Hi,
I am working on a problem in which a kernel is SLP vectorized and lead to generation of insertelements followed by zext. On lowering, the assembly looks like below:
vmovd %r9d, %xmm0
vpinsrb $1, (%rdi,%rsi), %xmm0, %xmm0
vpinsrb $2, (%rdi,%rsi,2), %xmm0, %xmm0
vpinsrb $3, (%rdi,%rcx), %xmm0, %xmm0
vpinsrb $4, (%rdi,%rsi,4), %xmm0, %xmm0
vpinsrb $5, (%rdi,%rax), %xmm0, %xmm0
vpinsrb $6, (%rdi,%rcx,2), %xmm0, %xmm0
vpinsrb $7, (%rdi,%r8), %xmm0, %xmm0
vpmovzxbw %xmm0, %xmm0 # xmm0 = xmm0[0],zero,xmm0[1],zero,xmm0[2],zero,xmm0[3],zero,xmm0[4],zero,xmm0[5],zero,xmm0[6],zero,xmm0[7],zero
vpmaddwd (%rdx), %xmm0, %xmm0
After all the insrb, xmm0 looks like
xmm0=xmm0[0],xmm0[1],xmm0[2],xmm0[3],xmm0[4],xmm0[5],xmm0[6],xmm0[7],zero,zero,zero,zero,zero,zero,zero,zero
Here vpmovzxbw perform the extension of i8 to i16. But it is expensive operation and I want to remove it.
Optimization
Place the value in correct location while inserting so that zext can be avoid.

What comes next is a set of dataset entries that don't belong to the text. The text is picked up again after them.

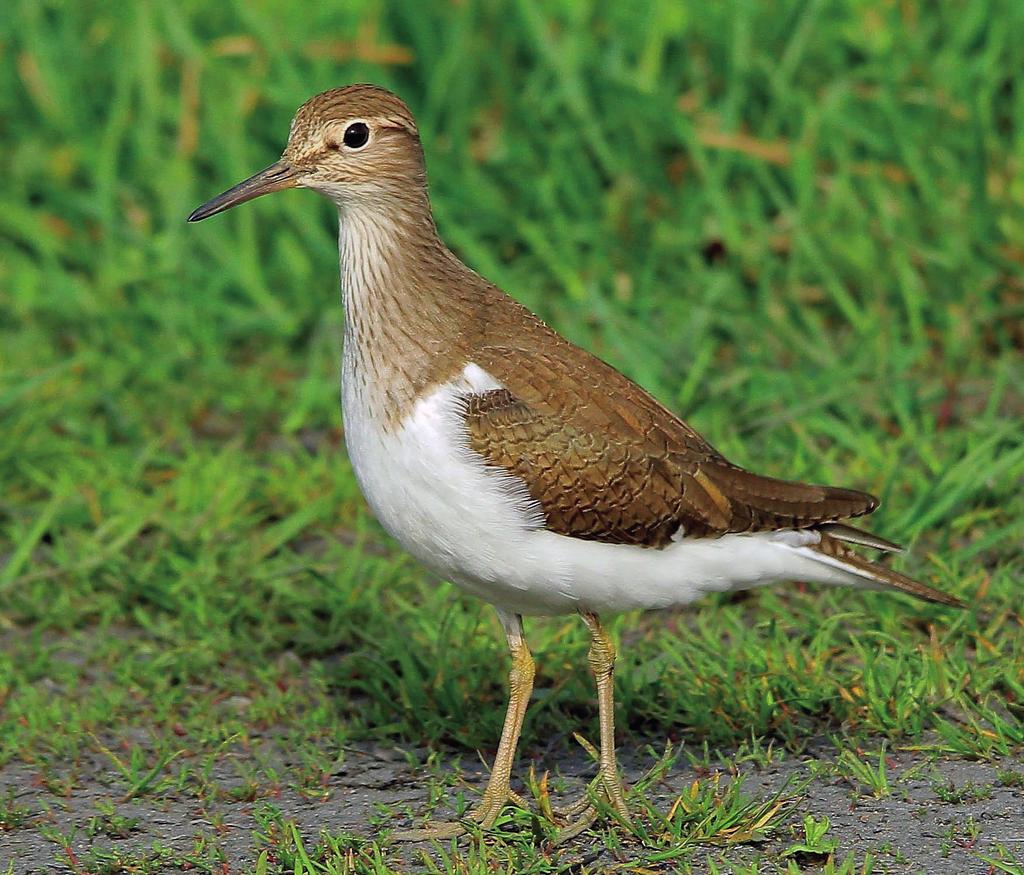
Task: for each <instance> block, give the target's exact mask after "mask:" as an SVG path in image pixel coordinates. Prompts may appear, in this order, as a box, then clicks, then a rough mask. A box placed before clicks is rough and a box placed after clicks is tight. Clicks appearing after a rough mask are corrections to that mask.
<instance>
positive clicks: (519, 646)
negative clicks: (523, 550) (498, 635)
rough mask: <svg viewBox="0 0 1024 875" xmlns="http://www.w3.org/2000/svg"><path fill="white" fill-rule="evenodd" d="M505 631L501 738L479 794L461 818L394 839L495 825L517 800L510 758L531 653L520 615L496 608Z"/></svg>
mask: <svg viewBox="0 0 1024 875" xmlns="http://www.w3.org/2000/svg"><path fill="white" fill-rule="evenodd" d="M499 616H500V618H501V620H502V624H503V625H504V626H505V635H506V637H507V638H508V642H509V650H510V651H511V653H512V668H511V670H510V671H509V705H508V710H507V711H506V712H505V724H504V725H503V726H502V737H501V741H500V742H499V743H498V753H497V754H496V755H495V764H494V766H493V767H492V769H490V778H488V779H487V786H486V788H485V789H484V791H483V798H481V799H480V801H479V803H478V804H477V805H476V806H475V807H474V808H473V809H472V810H471V811H470V813H469V814H468V815H466V817H465V818H464V819H463V820H462V821H452V822H445V823H431V824H428V825H427V826H426V827H424V828H423V829H415V830H403V831H401V832H396V833H392V834H391V838H392V839H395V840H397V841H423V840H426V839H444V838H454V837H455V836H459V835H462V834H463V833H465V832H467V831H468V828H469V826H471V825H472V824H476V825H477V826H480V827H482V828H484V829H488V828H489V827H493V826H494V825H495V821H497V820H498V816H499V815H500V814H501V810H502V808H503V807H505V803H506V802H508V801H509V800H510V799H513V800H516V801H517V803H520V802H521V797H520V796H519V795H518V794H515V793H513V792H512V790H511V788H510V787H509V779H510V777H511V775H512V762H513V760H514V759H515V751H516V745H517V744H518V742H519V732H520V730H522V721H523V718H524V717H525V715H526V706H527V705H528V704H529V697H530V694H531V693H532V691H534V657H532V656H530V653H529V648H528V647H526V639H525V638H524V637H523V634H522V617H520V616H519V615H517V614H514V615H513V614H508V615H507V614H505V613H504V612H499Z"/></svg>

While lowering, we can write a custom lowerOperation for zero_extend_vector_inreg opcode. We can override the current default operation with my custom in the legalization step.
The changes proposed are state below:
vpinsrb $2, (%rdi,%rsi), %xmm0, %xmm0
vpinsrb $4, (%rdi,%rsi,2), %xmm0, %xmm0
vpinsrb $6, (%rdi,%rcx), %xmm0, %xmm0
vpinsrb $8, (%rdi,%rsi,4), %xmm0, %xmm0
vpinsrb $a, (%rdi,%rax), %xmm0, %xmm0
vpinsrb $c, (%rdi,%rcx,2), %xmm0, %xmm0
vpinsrb $e, (%rdi,%r8), %xmm0, %xmm0 # xmm0 = xmm0[0],zero,xmm0[1],zero,xmm0[2],zero,xmm0[3],zero,xmm0[4],zero,xmm0[5],zero,xmm0[6],zero,xmm0[7],zero
vpmaddwd (%rdx), %xmm0, %xmm0
Is my approach sound?
What is the convention or the practice followed by our community to handle such custom operation?
In which part of selectionDAG framework, this should go?
Thanks in advance.
Thanks,
Rohit Aggarwal